The BSR report's findings aren't much of a surprise given that the UN Human Right Council has already cited Facebook's role in spreading hate speech, a persistent problem among other social media services like Twitter.

Facebook acknowledged as much in a post announcing the report's publication.

"The report concludes that, prior to this year, we weren’t doing enough to help prevent our platform from being used to foment division and incite offline violence," said product policy manager Alex Warofka. "We agree that we can and should do more."

The cleanup begins

Warofka proceeds to recount company's continued efforts to clean up the toxic content that keeps spilling into the media environment via the Facebook sluice. He says the company is working on governance and accountability, content policy enforcement, publishing data to improve trust and transparency, and technical changes.

One such step includes dropping support for the Zawgyi font to force the country toward unicode support. Apparently, this will help automated content detection.

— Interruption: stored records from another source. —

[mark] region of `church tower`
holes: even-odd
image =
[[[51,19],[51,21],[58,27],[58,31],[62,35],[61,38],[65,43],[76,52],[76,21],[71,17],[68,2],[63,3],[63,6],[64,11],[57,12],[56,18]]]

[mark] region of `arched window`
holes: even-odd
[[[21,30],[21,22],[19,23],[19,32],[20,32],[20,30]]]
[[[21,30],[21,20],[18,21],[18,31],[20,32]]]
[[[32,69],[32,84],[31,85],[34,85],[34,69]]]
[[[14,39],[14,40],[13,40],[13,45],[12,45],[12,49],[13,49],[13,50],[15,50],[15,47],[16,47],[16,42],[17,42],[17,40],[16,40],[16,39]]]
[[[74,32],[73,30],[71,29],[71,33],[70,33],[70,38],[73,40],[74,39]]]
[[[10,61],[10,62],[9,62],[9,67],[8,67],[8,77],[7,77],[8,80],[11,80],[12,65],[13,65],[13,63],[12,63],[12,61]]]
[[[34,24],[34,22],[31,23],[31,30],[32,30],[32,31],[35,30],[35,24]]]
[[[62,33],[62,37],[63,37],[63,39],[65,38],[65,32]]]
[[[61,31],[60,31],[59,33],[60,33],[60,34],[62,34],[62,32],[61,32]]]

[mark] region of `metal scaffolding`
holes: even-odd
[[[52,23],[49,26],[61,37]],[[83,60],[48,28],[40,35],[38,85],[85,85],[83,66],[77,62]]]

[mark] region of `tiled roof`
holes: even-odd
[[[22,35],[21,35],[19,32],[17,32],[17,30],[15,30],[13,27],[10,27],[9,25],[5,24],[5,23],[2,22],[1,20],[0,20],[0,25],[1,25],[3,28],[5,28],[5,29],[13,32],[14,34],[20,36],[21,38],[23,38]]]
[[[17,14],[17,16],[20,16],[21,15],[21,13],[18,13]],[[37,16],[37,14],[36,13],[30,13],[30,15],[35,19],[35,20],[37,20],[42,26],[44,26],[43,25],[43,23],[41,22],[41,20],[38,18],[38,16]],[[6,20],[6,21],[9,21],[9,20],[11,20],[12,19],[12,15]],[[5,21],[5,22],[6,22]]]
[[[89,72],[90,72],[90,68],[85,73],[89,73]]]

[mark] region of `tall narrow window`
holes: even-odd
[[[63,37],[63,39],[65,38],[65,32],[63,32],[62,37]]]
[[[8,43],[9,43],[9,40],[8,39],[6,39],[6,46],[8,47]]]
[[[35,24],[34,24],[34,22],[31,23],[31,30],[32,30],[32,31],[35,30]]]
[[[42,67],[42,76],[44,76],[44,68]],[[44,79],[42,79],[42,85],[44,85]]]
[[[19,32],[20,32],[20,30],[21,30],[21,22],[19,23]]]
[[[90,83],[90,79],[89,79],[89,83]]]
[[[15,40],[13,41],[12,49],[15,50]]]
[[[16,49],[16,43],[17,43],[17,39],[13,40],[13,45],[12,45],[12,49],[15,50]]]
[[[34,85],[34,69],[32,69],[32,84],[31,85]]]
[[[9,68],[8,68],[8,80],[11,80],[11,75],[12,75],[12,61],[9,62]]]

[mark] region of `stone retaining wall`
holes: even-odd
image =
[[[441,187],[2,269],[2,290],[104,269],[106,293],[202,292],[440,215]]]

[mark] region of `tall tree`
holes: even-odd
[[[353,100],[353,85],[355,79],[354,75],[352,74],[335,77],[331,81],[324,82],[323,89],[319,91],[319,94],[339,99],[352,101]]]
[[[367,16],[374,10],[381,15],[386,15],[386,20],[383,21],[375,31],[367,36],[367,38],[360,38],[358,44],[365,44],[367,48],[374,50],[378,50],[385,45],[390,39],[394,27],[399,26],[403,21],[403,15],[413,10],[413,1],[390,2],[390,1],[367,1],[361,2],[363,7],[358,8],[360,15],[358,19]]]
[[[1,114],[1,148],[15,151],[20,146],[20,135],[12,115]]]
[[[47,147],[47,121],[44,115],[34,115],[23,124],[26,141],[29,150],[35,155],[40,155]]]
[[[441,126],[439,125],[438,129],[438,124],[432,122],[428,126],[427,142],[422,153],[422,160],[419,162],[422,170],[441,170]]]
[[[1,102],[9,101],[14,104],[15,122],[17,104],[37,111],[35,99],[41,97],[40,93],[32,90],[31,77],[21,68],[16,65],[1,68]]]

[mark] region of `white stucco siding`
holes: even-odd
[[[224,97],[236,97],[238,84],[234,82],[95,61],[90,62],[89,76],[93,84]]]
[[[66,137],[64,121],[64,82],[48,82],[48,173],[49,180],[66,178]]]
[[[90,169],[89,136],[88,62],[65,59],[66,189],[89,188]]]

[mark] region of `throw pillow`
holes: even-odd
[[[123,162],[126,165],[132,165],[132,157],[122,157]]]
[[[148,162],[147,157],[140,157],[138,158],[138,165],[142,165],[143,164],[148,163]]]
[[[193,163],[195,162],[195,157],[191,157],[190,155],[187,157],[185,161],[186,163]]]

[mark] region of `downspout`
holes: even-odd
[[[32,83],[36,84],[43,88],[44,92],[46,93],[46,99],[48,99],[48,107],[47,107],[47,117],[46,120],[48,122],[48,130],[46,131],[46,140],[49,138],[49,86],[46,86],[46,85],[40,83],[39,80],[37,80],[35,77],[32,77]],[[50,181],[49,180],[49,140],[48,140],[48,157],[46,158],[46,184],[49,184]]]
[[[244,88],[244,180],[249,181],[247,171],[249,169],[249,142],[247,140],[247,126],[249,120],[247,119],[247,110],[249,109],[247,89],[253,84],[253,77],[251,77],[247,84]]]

As a yardstick to measure the company's commitment to draining its swamp, Warofka said Facebook caught 64,000 pieces of hate content in Myanmar, 63 per cent of which were caught proactively – before they could do damage. That's up from 13 per cent in Q4 2017 and 52 per cent in Q2 2018. Before long, assuming Facebook's cleanup continues to produce results, people may not even notice the poisoned waters.

Human rights advocacy group Amnesty International isn't impressed and said as much via Twitter. "This report shows that Facebook did too little too late to stop murderous incitement & misinformation on its platform prior to – and during – atrocities in #Myanmar," the organization said.

Local activists and rights groups in the country warned Facebook about the risks years ago, said Amnesty, which issued its own report on the violence in Myanmar over the summer.

Lost chances

Laura Haigh, Amnesty International's Myanmar researcher, appears to be similarly underwhelmed. The report raises more questions than answers, she said via Twitter. It dodges key issues like whether the company could have done more to prevent the abuse of its platform. "They could have," she said.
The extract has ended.